If Roberto Mancini had got his wish in the summer it would have reduced the need for his increasingly high-risk strategy of placing trust in the mercurial talents of Mario Balotelli.
Manchester City manager Mancini had desires on Robin van Persie as his showpiece summer signing. It would have sent a sign of his determination to keep Manchester United away from their newly won Premier League title.
Instead, the former Arsenal captain expressed his wish to move to Old Trafford and Mancini was left to harbour the wildly optimistic notion that his 22-year-old fellow Italian might produce his undoubted ability on a more consistent basis.
The potential for a shift in power based on Van Persie's chosen destination was graphically illustrated in a pulsating, stormy Manchester derby that saw the Netherlands striker further cement his place in the affections of United's followers.
Van Persie's influence was fleeting but crucial, a late deflected free-kick securing United a 3-2 win that gives them a six-point lead at the top of the table. Balotelli's influence was so negligible that it called Mancini's own judgement into question.
After City concluded an abject Champions League campaign with defeat against Borussia Dortmund in Germany on Tuesday, Mancini needed a big response, and preferably a victory, against United.
There is no suggestion Mancini is under pressure for his job at this stage - but reality dictates he needs to win the Premier League once again if his position is not to come under serious scrutiny, not least because of City's failure in Europe.
It made Mancini's decision to plump for Balotelli, a peripheral and low-key figure this season, ahead of Carlos Tevez against United even more of a gamble.
It was a gamble that failed.
Balotelli was not the sole reason City lost but it was almost impossible to fathom the logic of his selection, unless Mancini was backing a hunch that he might produce his "Why Always Me?" magic of City's 6-1 win at Old Trafford last season.
It was not to be. Balotelli was marginal at best and fortunate to even see the start of the second half before another careless squandering of possession frustrated Mancini once too often and Tevez was beckoned.
Balotelli, predictably, glared at Mancini before marching down the tunnel. He could have no complaints because all he had done was underscore the error of his manager's ways by picking him.
City's fans had already registered their impatience with Balotelli - and they have been unswervingly loyal even when he has put them to the test - and more joined in when he walked off.
Tevez helped City pull back Wayne Rooney's two goals with strikes from Yaya Toure and Pablo Zabaleta until Van Persie's intervention decided the destiny of the points - and consigned Mancini's men to their first home defeat since facing Everton on 20 December 2010.
The dynamic of Mancini's relationship with Balotelli is fascinating. For such a notoriously hard-line and authoritarian manager he has indulged the young maverick through all his tribulations, but there comes a time when indulgence must end.

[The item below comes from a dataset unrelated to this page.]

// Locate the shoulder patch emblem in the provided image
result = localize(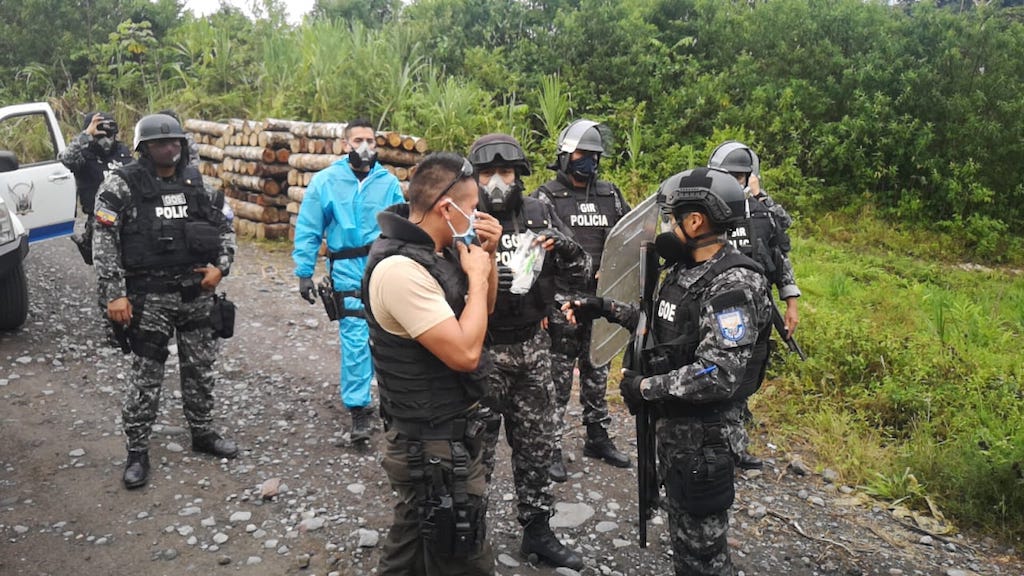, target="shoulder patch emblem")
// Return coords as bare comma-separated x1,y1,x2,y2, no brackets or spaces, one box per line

Mancini often declares his love for Balotelli the player and the person and this manifests itself in the usual ways. He gets impatient with him quicker than others - he was gesticulating in his direction only minutes into the game - but forgives him even more swiftly and hopes things will be better next time.

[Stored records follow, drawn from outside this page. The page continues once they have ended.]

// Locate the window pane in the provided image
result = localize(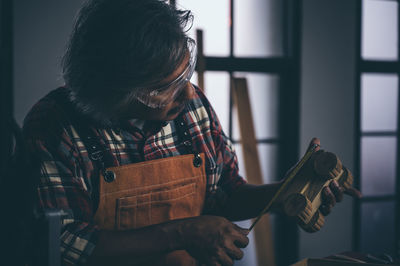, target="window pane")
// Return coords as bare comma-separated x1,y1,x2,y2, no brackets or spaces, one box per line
234,0,284,57
362,0,398,60
234,143,280,184
232,73,279,140
176,0,230,56
361,202,396,254
203,72,229,135
361,137,397,196
361,74,399,131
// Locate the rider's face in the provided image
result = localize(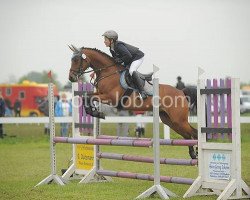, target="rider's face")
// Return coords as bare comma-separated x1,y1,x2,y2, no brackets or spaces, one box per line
104,37,111,47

Many would regard it as a weak spot because there is a growing body of evidence that suggests Mancini should cut his losses and accept Balotelli will never produce consistency, certainly not at City.

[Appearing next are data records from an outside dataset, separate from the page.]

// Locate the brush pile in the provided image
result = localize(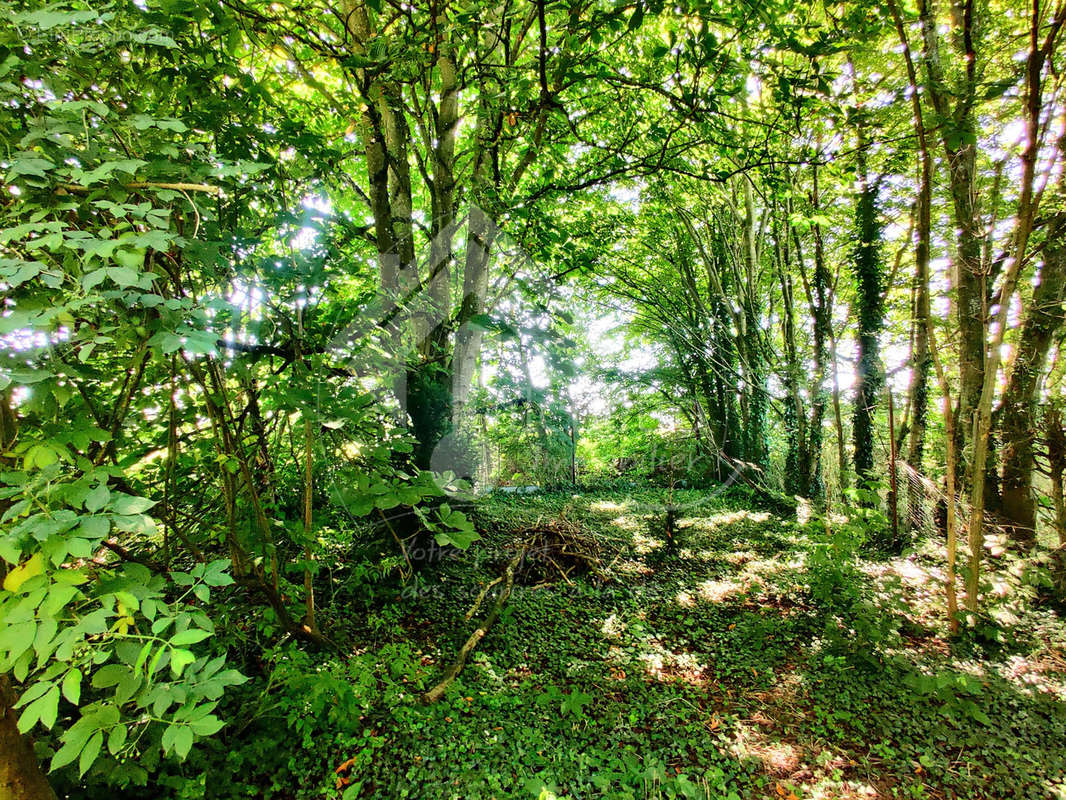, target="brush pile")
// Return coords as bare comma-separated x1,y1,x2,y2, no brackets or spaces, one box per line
515,517,608,586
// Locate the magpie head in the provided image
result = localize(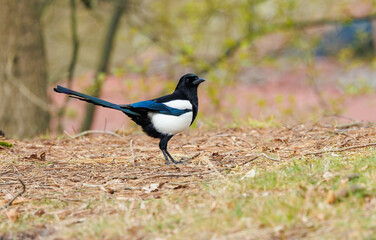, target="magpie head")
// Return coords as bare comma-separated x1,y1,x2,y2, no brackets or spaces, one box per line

In Mancini and City's current position, and there is still so much to play for, he cannot simply trust to luck and the hope Balotelli will deliver for him.
City are still well placed to push United and retain the title but it will become increasingly difficult for Mancini to be convinced Balotelli can play his role. The temperament looks too flawed; the moments of quality too rare.
The time is coming when Balotelli, in terms of performance, either has to put up or shut up.
Balotelli has great ability, even his most ardent critics would accept that, but it is a fat lot of good to Mancini and City if he keeps it hidden from view on an almost permanent basis.
Mancini had a decidedly mixed day as United took a grip on the pursuit of the title. He was unfortunate to lose influential captain Vincent Kompany early on - but his decision to replace him with Kolo Toure, who looked unfit for purpose, rather than Joleon Lescott was questionable.
The logic states, confirmed by Mancini himself, that he did not wish to play with two left-sided central defenders by pairing Lescott with Matija Nastasic - but does another logic not state it might be wiser to pair the better defenders, even if they both favour the same foot?
These were questions arising from a magnificent game of football sadly marred by incidents amid the celebrations following Van Persie's winner.
Manchester United's when he was struck by an object thrown from the crowd and City keeper Joe Hart needed to intercept a pitch invader with designs on getting at the defender.
City duly apologised and it is sad such a tiny minority should scar what was a wonderful afternoon of entertainment.
Ferdinand was able to laugh off the incident on Twitter later: the pain eased by a vital victory. For City the agony might be a little more enduring.
It has been a bad week for the champions - now Mancini must finally decide how to solve a problem like Mario.